Although those awarded the honour do not receive it from the monarch in person, but from the Lord Lieutenant of their county, recipients are invited to a Buckingham Palace garden party to celebrate their achievement. Awards are announced in The Gazette.

===Appearance===
The Medal of the Order of the British Empire awarded from 1917 to 1922 is a circular silver medal, 30 mm in diameter, showing a seated Britannia and the inscription "for God and the empire" on the obverse and the royal cypher on the reverse. It has a ring suspender for the 27 mm ribbon of plain purple, the military division having a red central stripe. The medal was awarded unnamed.

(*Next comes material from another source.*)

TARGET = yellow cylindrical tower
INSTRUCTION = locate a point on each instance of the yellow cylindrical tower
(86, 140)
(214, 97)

The medals introduced in 1922 broadly follow the same design but, with a diameter of 36 mm, are larger than the previous medal, and have either "for meritorious service" or "for gallantry" in the obverse exergue. It is presented with the recipient's name on the rim. The medal has a straight bar suspender for the 1.25 in ribbon. This was plain purple, with a red central stripe for the military division, until 1937 when, like the Order, the ribbon changed to the current design of rose-pink with pearl-grey edges, with an additional pearl-grey central stripe for the military division. Women may wear the medal from a ribbon tied in a bow.